Waters has remained a consistent critic of the subsequent war and has supported an immediate troop withdrawal from Iraq.
In 2007, Waters claimed that President George W. Bush was trying to prepare (Congress) ‘by soliciting funds for an ‘occupation’ that is ‘draining’ the country of capital, other resources and the lives of soldiers.
Waters argued that the same economic resources being ‘wasted’ in Iraq are those that could provide universal health care or fully fund President Bush’s ‘No Child Left Behind’ education bill.
Maxine Waters net worth
Maxine Waters makes a decent amount of money as the United States Representative for California’s 43rd congressional district. As of 2017, Maxine Waters earns a salary of $170,000 a year and her net worth is over $2 million today according to Celebrity Net Worth. Her net worth was less than $2 million in 2016, according to online sources.
Waters also owns a mansion in Los Angeles. The house is built on 6000 square feet and is worth $4.3 million. In her most recent net worth disclosure, Maxine listed $1.5 million in assets and $1.4 million in liabilities. Her most valuable asset is her home, which is valued at between $1 million and $4 million based on the current real estate market and recent comparable sales.
The personal life of Maxine Waters
Maxine Waters was married twice in her life. She married Edward Waters in 1956, after graduating from high school. They also share two children together, a daughter Karen Waters and a son Edward Waters . The couple divorced in 1972.

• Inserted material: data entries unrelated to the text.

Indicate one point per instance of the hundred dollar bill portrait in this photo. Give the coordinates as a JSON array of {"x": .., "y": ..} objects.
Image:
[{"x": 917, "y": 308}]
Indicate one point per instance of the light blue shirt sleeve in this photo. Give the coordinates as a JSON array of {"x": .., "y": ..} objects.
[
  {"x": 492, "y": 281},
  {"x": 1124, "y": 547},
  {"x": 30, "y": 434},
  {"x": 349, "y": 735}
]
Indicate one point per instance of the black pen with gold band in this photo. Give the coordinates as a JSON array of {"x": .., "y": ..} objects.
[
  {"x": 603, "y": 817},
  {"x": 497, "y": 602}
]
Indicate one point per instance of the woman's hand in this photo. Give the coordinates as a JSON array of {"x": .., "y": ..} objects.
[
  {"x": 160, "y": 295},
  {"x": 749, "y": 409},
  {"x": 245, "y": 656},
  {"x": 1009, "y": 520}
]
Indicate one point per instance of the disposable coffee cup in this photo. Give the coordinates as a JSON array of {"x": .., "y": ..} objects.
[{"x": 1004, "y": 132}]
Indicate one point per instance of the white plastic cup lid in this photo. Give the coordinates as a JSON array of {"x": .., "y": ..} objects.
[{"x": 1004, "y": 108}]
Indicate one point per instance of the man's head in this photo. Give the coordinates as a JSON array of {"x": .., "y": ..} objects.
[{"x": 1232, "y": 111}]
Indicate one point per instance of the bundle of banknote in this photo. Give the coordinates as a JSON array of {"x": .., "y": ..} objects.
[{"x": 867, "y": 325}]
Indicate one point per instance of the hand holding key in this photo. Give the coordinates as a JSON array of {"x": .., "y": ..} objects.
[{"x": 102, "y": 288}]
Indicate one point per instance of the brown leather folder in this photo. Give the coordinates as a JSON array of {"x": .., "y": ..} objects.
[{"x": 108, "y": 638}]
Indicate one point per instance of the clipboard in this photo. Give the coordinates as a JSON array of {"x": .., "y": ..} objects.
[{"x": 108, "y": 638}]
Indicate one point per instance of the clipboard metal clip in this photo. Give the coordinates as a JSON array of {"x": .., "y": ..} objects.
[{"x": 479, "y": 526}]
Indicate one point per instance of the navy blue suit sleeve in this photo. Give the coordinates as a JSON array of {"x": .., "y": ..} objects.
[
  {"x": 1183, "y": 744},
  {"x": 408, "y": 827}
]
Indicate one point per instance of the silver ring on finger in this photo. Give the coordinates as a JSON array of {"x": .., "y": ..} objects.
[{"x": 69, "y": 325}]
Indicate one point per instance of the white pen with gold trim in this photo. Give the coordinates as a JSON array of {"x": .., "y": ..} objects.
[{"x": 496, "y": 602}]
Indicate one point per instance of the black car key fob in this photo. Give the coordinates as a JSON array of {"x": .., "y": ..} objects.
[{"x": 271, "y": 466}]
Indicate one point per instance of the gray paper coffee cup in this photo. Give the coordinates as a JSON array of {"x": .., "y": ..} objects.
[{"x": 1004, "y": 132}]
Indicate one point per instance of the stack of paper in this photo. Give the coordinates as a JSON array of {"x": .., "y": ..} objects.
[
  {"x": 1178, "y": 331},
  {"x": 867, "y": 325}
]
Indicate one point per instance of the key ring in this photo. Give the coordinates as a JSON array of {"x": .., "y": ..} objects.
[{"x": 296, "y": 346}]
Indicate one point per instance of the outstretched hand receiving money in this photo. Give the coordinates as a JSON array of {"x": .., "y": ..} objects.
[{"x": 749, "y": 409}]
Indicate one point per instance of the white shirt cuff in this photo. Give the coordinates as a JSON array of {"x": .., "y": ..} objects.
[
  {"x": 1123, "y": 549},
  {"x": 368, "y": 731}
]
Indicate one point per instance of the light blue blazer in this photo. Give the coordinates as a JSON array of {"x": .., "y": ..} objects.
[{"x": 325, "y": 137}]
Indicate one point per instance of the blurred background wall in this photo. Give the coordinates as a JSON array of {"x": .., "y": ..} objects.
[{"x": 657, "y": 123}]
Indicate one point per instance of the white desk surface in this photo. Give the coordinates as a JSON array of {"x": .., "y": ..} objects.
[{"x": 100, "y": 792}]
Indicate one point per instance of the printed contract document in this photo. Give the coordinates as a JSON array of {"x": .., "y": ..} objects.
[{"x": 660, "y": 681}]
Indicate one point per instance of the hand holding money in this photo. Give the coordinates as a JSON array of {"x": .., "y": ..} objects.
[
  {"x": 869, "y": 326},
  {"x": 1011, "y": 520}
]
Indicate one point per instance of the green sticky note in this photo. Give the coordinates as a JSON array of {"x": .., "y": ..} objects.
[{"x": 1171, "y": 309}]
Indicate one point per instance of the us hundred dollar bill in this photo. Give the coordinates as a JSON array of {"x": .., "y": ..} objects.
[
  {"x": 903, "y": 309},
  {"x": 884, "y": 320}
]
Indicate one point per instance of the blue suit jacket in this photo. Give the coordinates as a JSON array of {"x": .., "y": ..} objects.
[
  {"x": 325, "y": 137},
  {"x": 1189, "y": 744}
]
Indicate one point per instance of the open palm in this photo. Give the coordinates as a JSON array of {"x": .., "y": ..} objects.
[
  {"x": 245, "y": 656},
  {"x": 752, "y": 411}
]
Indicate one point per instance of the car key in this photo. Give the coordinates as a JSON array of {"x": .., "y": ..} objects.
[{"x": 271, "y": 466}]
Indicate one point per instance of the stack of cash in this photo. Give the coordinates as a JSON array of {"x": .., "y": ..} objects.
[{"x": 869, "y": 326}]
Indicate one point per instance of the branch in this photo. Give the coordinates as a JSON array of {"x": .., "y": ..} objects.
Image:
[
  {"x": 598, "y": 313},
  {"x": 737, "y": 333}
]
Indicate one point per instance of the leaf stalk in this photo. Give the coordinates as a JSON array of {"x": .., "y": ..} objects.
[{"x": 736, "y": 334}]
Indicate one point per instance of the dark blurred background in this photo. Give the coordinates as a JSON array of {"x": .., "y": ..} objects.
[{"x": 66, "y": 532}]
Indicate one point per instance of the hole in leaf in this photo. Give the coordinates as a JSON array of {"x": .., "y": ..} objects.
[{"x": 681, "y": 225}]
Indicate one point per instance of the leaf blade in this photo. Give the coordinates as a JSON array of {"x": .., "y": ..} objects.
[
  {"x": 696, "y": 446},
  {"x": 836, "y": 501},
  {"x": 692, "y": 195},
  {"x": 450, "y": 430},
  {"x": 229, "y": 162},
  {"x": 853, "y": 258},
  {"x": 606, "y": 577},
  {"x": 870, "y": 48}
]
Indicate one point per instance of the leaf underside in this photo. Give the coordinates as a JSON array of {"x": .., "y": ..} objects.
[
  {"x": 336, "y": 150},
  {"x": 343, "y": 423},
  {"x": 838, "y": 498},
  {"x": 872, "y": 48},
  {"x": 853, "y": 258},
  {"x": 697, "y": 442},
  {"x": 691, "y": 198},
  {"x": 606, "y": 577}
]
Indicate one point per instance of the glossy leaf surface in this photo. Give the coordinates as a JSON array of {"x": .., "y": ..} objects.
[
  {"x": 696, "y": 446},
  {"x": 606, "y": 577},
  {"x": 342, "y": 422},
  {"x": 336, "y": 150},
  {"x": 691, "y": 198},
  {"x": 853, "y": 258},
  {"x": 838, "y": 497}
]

In 1997, Maxine Waters married Sid Williams, a former football linebacker for the National Football League. Sid has played for teams like the Baltimore Colts, the Pittsburgh Steelers, the Cleveland Browns, and the Washington Redskins. . Sid, the former US ambassador to the Commonwealth of the Bahamas.

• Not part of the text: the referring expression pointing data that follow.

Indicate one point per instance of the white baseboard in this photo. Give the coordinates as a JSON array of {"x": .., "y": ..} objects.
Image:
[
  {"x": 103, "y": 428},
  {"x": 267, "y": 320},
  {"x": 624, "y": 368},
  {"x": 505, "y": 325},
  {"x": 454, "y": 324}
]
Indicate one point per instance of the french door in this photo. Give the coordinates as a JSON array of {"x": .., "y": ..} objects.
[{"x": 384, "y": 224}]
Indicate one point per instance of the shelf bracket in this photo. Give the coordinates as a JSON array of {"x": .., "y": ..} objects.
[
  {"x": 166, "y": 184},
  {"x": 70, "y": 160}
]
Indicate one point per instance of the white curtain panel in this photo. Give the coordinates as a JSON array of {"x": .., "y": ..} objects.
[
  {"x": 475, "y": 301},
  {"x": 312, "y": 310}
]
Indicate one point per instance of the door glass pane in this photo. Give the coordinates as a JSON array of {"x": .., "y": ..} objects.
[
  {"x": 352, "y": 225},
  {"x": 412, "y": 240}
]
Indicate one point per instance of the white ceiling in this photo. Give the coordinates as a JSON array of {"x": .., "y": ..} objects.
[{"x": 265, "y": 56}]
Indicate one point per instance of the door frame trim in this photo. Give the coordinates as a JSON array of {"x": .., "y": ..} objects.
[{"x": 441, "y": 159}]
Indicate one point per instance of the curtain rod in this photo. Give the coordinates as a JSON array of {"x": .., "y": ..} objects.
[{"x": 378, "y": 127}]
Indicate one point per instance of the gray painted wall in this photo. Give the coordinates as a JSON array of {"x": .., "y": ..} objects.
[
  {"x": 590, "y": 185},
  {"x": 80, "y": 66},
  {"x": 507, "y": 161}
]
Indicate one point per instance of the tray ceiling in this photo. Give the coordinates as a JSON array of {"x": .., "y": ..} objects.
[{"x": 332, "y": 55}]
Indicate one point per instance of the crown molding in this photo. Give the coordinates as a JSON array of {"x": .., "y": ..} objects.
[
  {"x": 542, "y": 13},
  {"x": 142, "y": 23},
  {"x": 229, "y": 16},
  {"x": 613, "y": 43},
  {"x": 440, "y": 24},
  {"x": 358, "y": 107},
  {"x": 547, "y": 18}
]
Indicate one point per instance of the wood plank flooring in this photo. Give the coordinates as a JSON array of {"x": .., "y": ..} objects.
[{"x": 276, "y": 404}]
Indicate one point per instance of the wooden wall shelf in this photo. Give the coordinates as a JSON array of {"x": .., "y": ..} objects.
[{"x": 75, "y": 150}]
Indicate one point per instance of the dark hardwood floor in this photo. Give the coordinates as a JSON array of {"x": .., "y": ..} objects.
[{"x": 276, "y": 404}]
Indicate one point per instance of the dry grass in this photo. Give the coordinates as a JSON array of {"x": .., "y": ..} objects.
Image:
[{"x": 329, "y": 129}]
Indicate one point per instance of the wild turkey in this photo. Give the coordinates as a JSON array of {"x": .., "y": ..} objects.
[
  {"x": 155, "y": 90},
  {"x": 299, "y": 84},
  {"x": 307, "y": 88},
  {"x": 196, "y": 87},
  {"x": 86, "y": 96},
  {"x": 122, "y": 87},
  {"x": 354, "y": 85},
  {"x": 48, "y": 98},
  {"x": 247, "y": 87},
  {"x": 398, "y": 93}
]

In 2017, Waters was rumored to have made an announcement to divorce her husband after he cheated on her. Her husband, however, denied the accusations and said:
“There were several private investigators looking into it, and that’s what’s happening at this time and place and this is what’s necessary to bring this to its proper completion state.”

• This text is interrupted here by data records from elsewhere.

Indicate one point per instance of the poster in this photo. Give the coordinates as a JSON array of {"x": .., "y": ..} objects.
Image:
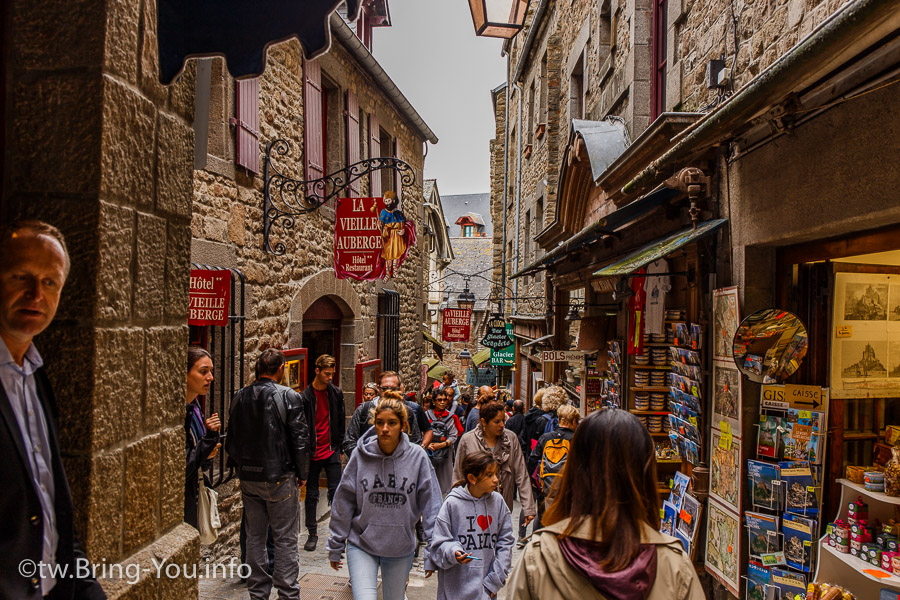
[
  {"x": 372, "y": 237},
  {"x": 725, "y": 477},
  {"x": 726, "y": 318},
  {"x": 865, "y": 339},
  {"x": 456, "y": 324},
  {"x": 727, "y": 394},
  {"x": 209, "y": 294},
  {"x": 723, "y": 536}
]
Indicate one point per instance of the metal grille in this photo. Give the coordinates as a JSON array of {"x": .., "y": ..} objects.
[
  {"x": 226, "y": 344},
  {"x": 389, "y": 316}
]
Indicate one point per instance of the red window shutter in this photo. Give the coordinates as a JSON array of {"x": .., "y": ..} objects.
[
  {"x": 374, "y": 152},
  {"x": 247, "y": 124},
  {"x": 313, "y": 133},
  {"x": 352, "y": 108}
]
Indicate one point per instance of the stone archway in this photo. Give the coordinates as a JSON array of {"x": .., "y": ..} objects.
[{"x": 353, "y": 330}]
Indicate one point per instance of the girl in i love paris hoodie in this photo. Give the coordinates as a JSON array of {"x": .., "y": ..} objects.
[
  {"x": 471, "y": 547},
  {"x": 386, "y": 485}
]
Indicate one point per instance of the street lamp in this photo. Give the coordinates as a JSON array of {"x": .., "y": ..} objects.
[
  {"x": 466, "y": 300},
  {"x": 465, "y": 358},
  {"x": 498, "y": 18}
]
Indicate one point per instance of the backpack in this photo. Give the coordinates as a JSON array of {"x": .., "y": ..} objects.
[
  {"x": 441, "y": 430},
  {"x": 556, "y": 451}
]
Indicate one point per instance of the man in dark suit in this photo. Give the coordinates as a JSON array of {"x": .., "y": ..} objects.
[{"x": 40, "y": 557}]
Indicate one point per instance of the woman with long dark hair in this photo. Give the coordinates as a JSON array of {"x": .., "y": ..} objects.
[
  {"x": 601, "y": 535},
  {"x": 201, "y": 435}
]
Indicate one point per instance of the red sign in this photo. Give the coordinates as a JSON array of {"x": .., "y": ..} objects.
[
  {"x": 371, "y": 238},
  {"x": 209, "y": 297},
  {"x": 456, "y": 326}
]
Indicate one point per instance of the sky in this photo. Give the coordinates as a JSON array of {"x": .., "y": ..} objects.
[{"x": 447, "y": 73}]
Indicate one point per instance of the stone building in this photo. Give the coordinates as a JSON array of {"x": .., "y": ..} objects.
[
  {"x": 332, "y": 112},
  {"x": 747, "y": 124}
]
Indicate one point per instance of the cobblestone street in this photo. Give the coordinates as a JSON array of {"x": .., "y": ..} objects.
[{"x": 319, "y": 581}]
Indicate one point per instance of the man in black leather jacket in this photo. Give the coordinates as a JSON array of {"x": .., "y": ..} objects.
[{"x": 268, "y": 440}]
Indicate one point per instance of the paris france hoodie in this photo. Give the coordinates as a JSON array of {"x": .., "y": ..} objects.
[
  {"x": 481, "y": 527},
  {"x": 380, "y": 498}
]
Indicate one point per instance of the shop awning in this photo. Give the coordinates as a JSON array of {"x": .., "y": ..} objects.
[
  {"x": 481, "y": 357},
  {"x": 658, "y": 249},
  {"x": 604, "y": 226}
]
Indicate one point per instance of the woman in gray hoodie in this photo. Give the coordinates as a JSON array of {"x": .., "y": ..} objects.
[
  {"x": 386, "y": 485},
  {"x": 472, "y": 543}
]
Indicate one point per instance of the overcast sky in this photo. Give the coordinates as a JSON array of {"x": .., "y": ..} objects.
[{"x": 447, "y": 73}]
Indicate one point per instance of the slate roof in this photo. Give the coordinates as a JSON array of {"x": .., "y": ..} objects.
[{"x": 463, "y": 204}]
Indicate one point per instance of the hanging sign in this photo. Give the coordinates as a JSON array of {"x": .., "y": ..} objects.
[
  {"x": 505, "y": 357},
  {"x": 561, "y": 356},
  {"x": 456, "y": 325},
  {"x": 372, "y": 237},
  {"x": 209, "y": 296},
  {"x": 497, "y": 337}
]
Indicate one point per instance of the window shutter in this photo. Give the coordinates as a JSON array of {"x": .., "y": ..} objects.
[
  {"x": 313, "y": 134},
  {"x": 352, "y": 108},
  {"x": 247, "y": 124},
  {"x": 374, "y": 152}
]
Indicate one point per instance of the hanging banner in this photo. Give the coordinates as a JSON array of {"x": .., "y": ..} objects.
[
  {"x": 505, "y": 357},
  {"x": 456, "y": 325},
  {"x": 209, "y": 295},
  {"x": 497, "y": 337},
  {"x": 372, "y": 237}
]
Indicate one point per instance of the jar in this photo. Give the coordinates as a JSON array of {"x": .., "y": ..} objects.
[{"x": 892, "y": 473}]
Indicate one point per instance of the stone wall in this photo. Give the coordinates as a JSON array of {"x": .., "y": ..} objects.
[
  {"x": 97, "y": 147},
  {"x": 227, "y": 229}
]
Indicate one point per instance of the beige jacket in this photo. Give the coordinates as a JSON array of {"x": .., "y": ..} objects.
[
  {"x": 512, "y": 470},
  {"x": 543, "y": 574}
]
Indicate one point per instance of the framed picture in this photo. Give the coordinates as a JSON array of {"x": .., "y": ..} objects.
[
  {"x": 865, "y": 340},
  {"x": 727, "y": 394},
  {"x": 726, "y": 318},
  {"x": 725, "y": 476},
  {"x": 723, "y": 551}
]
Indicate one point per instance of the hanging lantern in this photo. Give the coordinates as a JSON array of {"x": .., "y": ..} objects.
[{"x": 498, "y": 18}]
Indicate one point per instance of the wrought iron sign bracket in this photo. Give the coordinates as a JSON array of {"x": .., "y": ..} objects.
[{"x": 285, "y": 198}]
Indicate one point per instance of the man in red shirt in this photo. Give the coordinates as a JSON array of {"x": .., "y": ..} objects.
[{"x": 324, "y": 404}]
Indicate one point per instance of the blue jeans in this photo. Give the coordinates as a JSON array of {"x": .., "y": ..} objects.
[{"x": 364, "y": 574}]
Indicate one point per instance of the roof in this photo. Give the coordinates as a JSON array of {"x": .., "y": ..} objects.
[
  {"x": 472, "y": 256},
  {"x": 465, "y": 204},
  {"x": 604, "y": 141}
]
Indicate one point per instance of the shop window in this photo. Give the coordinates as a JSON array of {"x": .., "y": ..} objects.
[{"x": 659, "y": 46}]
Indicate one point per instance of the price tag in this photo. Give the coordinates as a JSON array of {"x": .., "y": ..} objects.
[{"x": 725, "y": 438}]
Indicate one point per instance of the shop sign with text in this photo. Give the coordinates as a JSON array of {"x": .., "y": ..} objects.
[
  {"x": 457, "y": 325},
  {"x": 372, "y": 238},
  {"x": 209, "y": 296}
]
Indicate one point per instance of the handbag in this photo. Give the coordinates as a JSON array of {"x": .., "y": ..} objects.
[{"x": 208, "y": 514}]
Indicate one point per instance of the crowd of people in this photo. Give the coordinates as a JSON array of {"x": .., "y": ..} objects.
[{"x": 441, "y": 471}]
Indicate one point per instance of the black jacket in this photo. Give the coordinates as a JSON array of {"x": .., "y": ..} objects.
[
  {"x": 532, "y": 429},
  {"x": 22, "y": 535},
  {"x": 337, "y": 418},
  {"x": 267, "y": 433},
  {"x": 196, "y": 460}
]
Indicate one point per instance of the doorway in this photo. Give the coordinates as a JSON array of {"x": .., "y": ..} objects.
[{"x": 322, "y": 335}]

Since their marriage, the couple is living a happy life together but they have no children together. Sid is a stepfather to the Waters children.
In 2018, he receives a serious death threat after criticizing US President Donald Trump. She said,
”Because the president has continued to lie and falsely claim that I encouraged people to assault his supporters, while offering a veiled threat that I should ‘be careful,’ furthermore, people leave (threatening) messages and send mail hostile to my office,” he said in a statement, according to CNN.
“There was a very serious death threat made against me Monday by an individual in Texas, so my planned speaking engagements in Texas and Alabama were canceled this weekend,” he continued. “This is just one of several very serious threats being investigated by the United States Capitol Police in which individuals threatened to shoot me, lynch me, or cause me serious bodily harm.”
Due to such threats, he canceled two events in Alabaman and Texas.